Mixing bytecode and native

I think it’s been discussed before but cannot find any lasting reference to this, so here goes.

What are the technical limitations to having programs that mix bytecode and native (OCaml) code? Say, a toplevel that can load/link .cmxs files but retain the ability to evaluate new toplevel phrases in bytecode? My naive understanding is that memory representation is the same for native and bytecode, so that should boil down to incompatible call conventions?

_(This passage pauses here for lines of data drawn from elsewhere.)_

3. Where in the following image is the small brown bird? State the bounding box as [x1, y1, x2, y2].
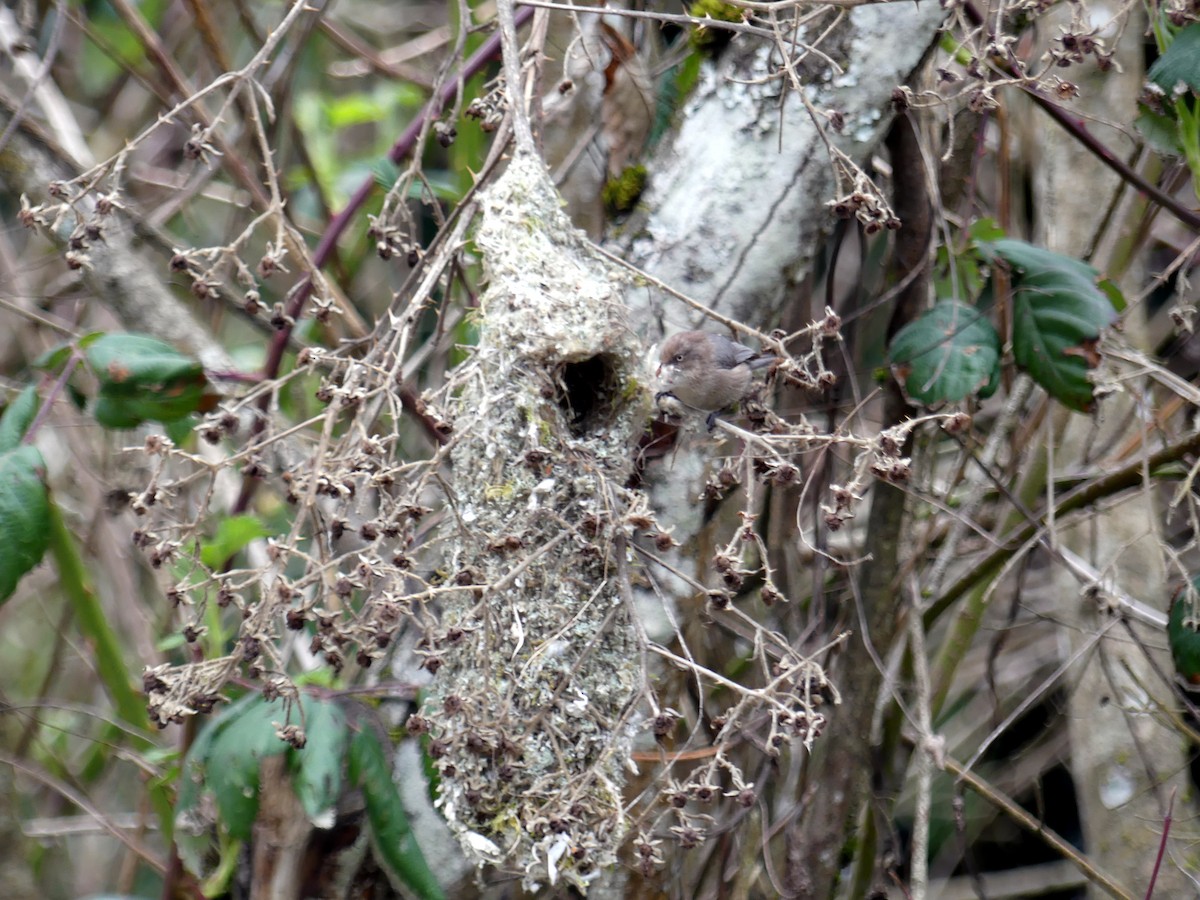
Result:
[655, 331, 777, 429]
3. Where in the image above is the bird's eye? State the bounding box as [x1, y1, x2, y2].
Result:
[674, 354, 684, 363]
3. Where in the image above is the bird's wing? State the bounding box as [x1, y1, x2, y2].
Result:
[711, 334, 759, 369]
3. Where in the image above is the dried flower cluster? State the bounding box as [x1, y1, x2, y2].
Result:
[125, 140, 925, 889]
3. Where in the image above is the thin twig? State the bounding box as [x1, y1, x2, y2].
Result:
[0, 752, 168, 876]
[1143, 789, 1175, 900]
[907, 578, 934, 900]
[942, 753, 1134, 900]
[232, 7, 534, 513]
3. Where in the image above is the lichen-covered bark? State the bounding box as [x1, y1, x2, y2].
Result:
[419, 152, 649, 892]
[620, 0, 950, 653]
[620, 3, 949, 330]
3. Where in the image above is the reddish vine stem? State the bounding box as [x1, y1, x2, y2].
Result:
[1021, 88, 1200, 231]
[962, 1, 1200, 232]
[1143, 789, 1175, 900]
[22, 349, 81, 445]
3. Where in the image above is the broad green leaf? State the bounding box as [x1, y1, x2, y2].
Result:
[0, 445, 51, 603]
[67, 383, 87, 412]
[1148, 23, 1200, 94]
[291, 697, 348, 822]
[34, 343, 73, 373]
[84, 334, 214, 428]
[177, 694, 347, 864]
[324, 84, 423, 129]
[1169, 579, 1200, 684]
[200, 515, 269, 569]
[165, 416, 197, 446]
[0, 386, 39, 451]
[349, 727, 445, 900]
[326, 92, 390, 129]
[980, 239, 1098, 283]
[979, 240, 1118, 412]
[176, 693, 259, 875]
[1136, 108, 1184, 156]
[91, 384, 210, 428]
[967, 217, 1006, 244]
[933, 247, 985, 305]
[203, 697, 294, 841]
[889, 301, 1000, 405]
[90, 395, 144, 430]
[32, 331, 103, 373]
[86, 333, 204, 391]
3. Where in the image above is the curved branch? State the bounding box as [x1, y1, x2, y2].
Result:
[928, 426, 1200, 624]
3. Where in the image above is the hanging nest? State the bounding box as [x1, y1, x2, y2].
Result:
[418, 152, 650, 891]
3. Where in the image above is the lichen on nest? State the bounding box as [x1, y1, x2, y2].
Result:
[419, 152, 650, 891]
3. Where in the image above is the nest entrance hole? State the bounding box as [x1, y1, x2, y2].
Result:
[556, 354, 617, 436]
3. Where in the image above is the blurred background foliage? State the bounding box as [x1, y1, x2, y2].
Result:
[2, 0, 1200, 898]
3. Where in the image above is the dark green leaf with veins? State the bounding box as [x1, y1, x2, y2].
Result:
[889, 300, 1000, 405]
[979, 239, 1119, 412]
[0, 446, 51, 604]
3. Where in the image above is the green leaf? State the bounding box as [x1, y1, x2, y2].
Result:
[967, 217, 1006, 244]
[1097, 276, 1126, 313]
[202, 697, 295, 841]
[200, 515, 269, 569]
[419, 732, 442, 807]
[326, 92, 390, 129]
[86, 333, 204, 390]
[0, 445, 51, 604]
[324, 84, 423, 130]
[1169, 580, 1200, 684]
[84, 334, 214, 428]
[1149, 23, 1200, 94]
[31, 332, 103, 374]
[92, 387, 209, 429]
[176, 693, 259, 875]
[80, 0, 167, 87]
[290, 697, 347, 822]
[0, 386, 39, 451]
[933, 247, 985, 306]
[673, 51, 704, 106]
[349, 727, 445, 900]
[165, 416, 197, 446]
[889, 301, 1001, 405]
[373, 158, 401, 191]
[1136, 108, 1184, 155]
[66, 383, 87, 412]
[177, 694, 343, 862]
[979, 239, 1119, 412]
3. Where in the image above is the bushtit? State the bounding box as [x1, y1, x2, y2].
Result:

I think such a thing would be very desirable for any repl-driven workflow, including dune utop path/ and the likes. Most of the code that needs to be efficient would be natively compiled, so one wouldn’t be that badly impacted by bytecode performance compared to the current situation. I’d be very interested in hearing/reading about how difficult to do this would be.

2 Likes

I would say so. In Coq, we are mixing both, and the intricate part is indeed calling convention. When calling native code from bytecode, the bytecode first calls a C function which in turns call caml_callback.

How do you handle calls to bytecode functions from the native side ? In my intuition there’s no good way to make it work, so you would need to make sure that no bytecode closures are reachable from the native side. If you have found a way around that, I’m curious to know how it’s done.

Regarding the repl-driven workflow, a few people keep working on the native toplevel, so it’s possible that at some point it will become part of the official distribution.

There are no calls to bytecode functions, only calls to the bytecode interpreter, which is a C function. So, one direction or the other, calls go through C code, which requires a bit of discipline.

And to be complete, I should mention that the execution goes from native code to bytecode to native code (and back), but no further. The inner native code does not call any bytecode. In other words, the bytecode interpreter is not reentrant, as far as we are concerned.